Nonadiabatic dissociation of molecular Bose-Einstein condensates: competition between chemical reactions

TL;DR

This paper develops a theoretical framework for understanding the nonadiabatic dissociation of molecular Bose-Einstein condensates, revealing how chemical reaction competition, symmetries, and quantum correlations influence atomic populations and states.

Contribution

It provides an analytical solution for a model of molecular BEC dissociation, highlighting effects of symmetries and quantum correlations, and introduces a non-Hermitian quantum mechanics approach applicable to experiments.

Findings

Population imbalance sensitive to system parameters under CPT symmetry

Weak symmetry breaking reverses atomic population imbalance

Strong quantum correlations produce multi-mode squeezed atomic states

Abstract

We provide a framework to solve generic models describing the dissociation of multiple molecular Bose-Einstein condensates in a nonadiabatic regime. The competition between individual chemical reactions can lead to non-trivial dependence on critical components such as path interference and symmetries, thus, affecting the final distribution of atomic population. We find an analytical solution for an illustrative example model involving four atomic modes. When the system parameters satisfy $CPT$ symmetry, where $C$ is charge conjugation, $P$ is parity, and $T$ is time-reversal symmetry, our solution predicts a population imbalance between atomic modes that is exponentially sensitive to system parameters.
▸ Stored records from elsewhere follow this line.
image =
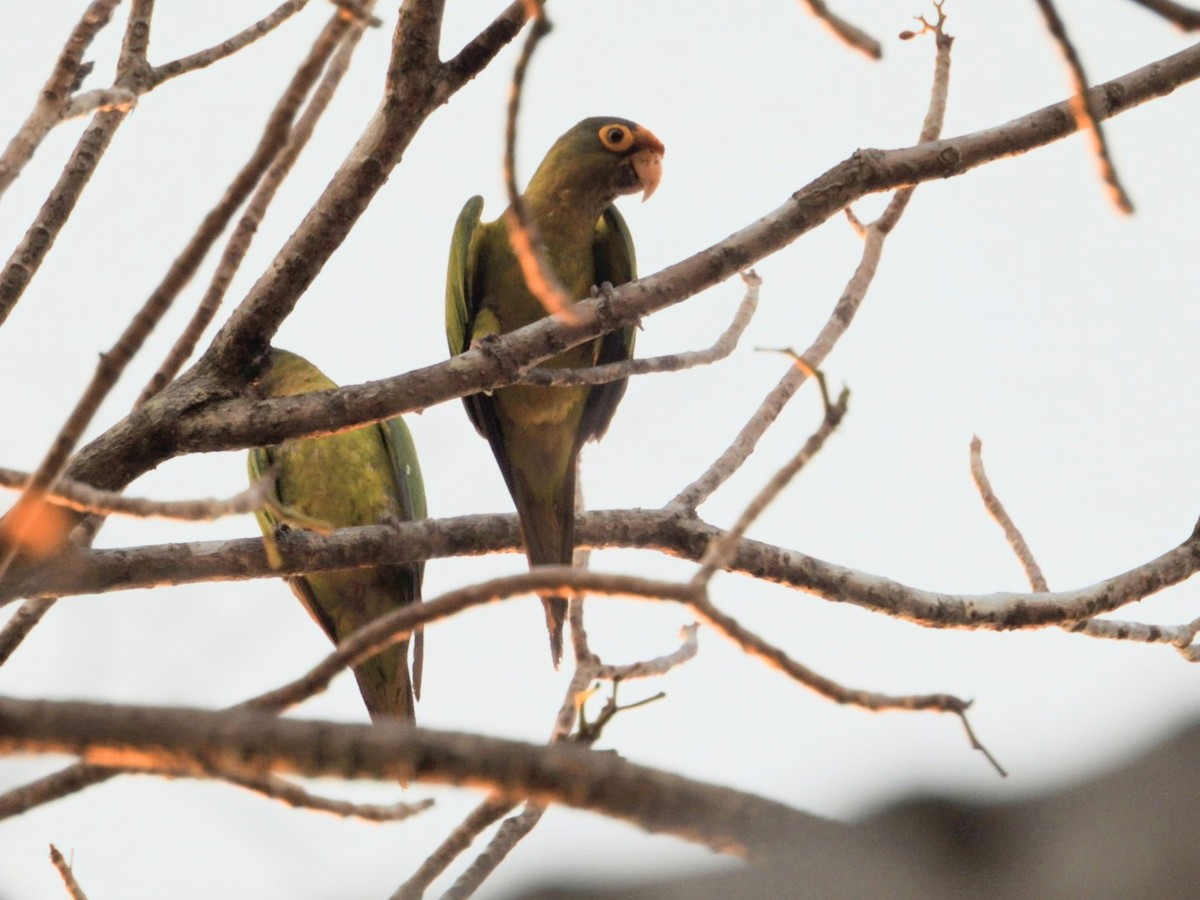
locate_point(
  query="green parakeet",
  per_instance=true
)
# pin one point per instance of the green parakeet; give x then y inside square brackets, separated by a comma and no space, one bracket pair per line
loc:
[537,432]
[357,478]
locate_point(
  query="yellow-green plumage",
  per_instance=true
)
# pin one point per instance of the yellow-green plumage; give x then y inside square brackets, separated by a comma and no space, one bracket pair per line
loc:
[360,477]
[537,432]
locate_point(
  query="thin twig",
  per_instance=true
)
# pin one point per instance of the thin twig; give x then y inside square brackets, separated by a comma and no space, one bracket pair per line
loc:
[721,348]
[17,629]
[346,40]
[131,75]
[279,789]
[67,876]
[1183,17]
[55,95]
[85,498]
[101,100]
[1085,118]
[513,831]
[997,511]
[652,667]
[839,321]
[1180,636]
[523,233]
[246,742]
[27,514]
[450,849]
[851,35]
[510,833]
[229,46]
[725,547]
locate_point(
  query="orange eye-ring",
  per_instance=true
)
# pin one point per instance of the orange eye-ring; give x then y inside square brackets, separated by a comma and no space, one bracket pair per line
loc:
[616,137]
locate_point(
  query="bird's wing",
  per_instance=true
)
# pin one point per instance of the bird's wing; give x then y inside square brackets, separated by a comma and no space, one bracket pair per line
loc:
[612,250]
[461,306]
[258,462]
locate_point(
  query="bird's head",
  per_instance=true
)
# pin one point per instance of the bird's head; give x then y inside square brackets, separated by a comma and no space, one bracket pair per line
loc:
[601,157]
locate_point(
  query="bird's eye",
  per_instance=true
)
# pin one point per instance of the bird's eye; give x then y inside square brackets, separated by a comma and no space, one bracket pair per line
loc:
[616,137]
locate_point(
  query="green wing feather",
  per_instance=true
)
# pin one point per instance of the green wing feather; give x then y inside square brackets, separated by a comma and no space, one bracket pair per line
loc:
[612,250]
[461,277]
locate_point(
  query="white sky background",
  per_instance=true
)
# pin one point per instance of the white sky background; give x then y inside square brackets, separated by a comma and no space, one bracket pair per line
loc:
[1012,303]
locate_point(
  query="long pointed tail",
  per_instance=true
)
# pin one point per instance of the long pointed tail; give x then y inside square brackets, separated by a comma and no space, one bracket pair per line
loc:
[547,526]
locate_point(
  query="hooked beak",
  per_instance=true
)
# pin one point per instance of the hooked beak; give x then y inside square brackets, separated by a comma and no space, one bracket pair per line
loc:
[647,162]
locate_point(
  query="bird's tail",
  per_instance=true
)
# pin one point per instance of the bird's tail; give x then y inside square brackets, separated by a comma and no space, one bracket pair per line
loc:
[385,684]
[547,527]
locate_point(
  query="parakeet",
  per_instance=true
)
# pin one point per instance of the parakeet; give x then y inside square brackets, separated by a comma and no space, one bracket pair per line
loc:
[537,432]
[360,477]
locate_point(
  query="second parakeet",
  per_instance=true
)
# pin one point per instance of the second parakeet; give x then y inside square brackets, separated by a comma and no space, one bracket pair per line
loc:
[537,432]
[357,478]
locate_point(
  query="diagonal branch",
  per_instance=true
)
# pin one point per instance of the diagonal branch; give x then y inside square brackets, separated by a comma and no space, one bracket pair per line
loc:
[845,31]
[665,531]
[1183,17]
[252,743]
[54,99]
[229,46]
[1086,119]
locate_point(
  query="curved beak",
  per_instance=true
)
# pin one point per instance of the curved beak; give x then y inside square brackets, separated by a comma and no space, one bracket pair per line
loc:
[647,162]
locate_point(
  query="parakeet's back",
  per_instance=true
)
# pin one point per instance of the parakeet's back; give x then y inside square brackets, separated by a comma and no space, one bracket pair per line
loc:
[537,432]
[361,477]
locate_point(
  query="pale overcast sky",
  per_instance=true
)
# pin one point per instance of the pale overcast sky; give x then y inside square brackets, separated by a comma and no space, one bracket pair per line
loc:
[1012,303]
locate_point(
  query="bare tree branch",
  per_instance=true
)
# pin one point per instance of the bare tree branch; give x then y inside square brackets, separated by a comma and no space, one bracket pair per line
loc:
[229,46]
[725,547]
[997,511]
[849,34]
[1186,18]
[1081,107]
[510,833]
[843,315]
[228,424]
[671,532]
[54,99]
[277,789]
[85,498]
[67,876]
[346,40]
[484,815]
[252,743]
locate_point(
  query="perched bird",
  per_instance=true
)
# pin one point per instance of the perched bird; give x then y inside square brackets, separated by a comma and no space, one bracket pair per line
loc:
[537,432]
[357,478]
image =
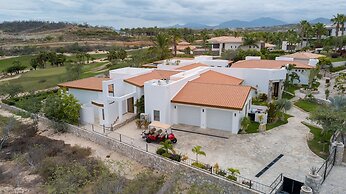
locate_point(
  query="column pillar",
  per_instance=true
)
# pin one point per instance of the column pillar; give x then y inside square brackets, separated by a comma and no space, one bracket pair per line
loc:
[314,182]
[339,155]
[305,190]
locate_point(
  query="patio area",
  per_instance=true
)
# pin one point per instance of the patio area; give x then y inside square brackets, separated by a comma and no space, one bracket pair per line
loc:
[249,153]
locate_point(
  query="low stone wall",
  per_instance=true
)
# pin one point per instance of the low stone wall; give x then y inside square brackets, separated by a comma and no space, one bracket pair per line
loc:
[189,174]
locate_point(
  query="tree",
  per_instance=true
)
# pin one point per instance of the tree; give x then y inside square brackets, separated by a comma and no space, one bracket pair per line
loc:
[320,30]
[175,34]
[62,107]
[249,40]
[161,46]
[198,151]
[10,90]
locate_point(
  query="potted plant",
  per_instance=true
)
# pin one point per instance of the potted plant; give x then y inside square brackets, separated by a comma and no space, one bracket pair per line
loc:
[262,126]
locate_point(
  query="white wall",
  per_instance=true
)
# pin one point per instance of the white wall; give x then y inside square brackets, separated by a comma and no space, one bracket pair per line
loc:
[257,78]
[85,96]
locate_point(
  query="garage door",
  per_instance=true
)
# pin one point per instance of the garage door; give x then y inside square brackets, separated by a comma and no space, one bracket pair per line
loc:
[189,115]
[219,119]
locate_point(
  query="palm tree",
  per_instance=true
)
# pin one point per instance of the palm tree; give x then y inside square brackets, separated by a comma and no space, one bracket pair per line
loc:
[198,151]
[249,40]
[161,46]
[338,21]
[320,29]
[175,34]
[304,30]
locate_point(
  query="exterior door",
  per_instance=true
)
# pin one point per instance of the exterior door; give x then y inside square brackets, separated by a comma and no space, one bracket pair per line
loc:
[130,105]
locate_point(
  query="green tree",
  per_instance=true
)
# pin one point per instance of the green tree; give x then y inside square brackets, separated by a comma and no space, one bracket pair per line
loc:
[161,46]
[198,151]
[10,90]
[62,107]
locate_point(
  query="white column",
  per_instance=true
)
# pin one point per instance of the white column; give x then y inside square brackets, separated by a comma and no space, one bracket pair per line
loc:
[120,109]
[203,124]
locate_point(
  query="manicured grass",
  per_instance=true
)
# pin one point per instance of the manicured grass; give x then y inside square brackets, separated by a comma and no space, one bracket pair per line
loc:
[253,127]
[306,105]
[25,60]
[320,142]
[337,59]
[279,122]
[49,77]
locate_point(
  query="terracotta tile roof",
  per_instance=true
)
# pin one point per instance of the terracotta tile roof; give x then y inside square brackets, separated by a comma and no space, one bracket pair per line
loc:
[226,39]
[156,74]
[269,64]
[214,77]
[91,83]
[192,66]
[304,55]
[213,95]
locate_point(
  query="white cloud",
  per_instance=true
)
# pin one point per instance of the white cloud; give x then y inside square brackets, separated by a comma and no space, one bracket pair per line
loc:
[132,13]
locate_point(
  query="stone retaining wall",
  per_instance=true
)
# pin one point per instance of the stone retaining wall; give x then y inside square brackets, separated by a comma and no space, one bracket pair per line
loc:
[189,174]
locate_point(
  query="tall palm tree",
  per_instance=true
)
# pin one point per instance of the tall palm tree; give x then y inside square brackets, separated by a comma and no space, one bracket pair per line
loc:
[320,30]
[249,40]
[338,21]
[304,30]
[198,151]
[175,34]
[161,46]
However, a weakly broken symmetry alters the population in each atomic mode and can reverse the population imbalance. Our solution also demonstrates a strong quantum correlation between atomic modes that leads to the spontaneous production of atoms in a multi-mode squeezed state. Moreover, in our framework, a time-dependent non-Hermitian quantum mechanics naturally manifests which can alternatively be realized experimentally in photonic systems.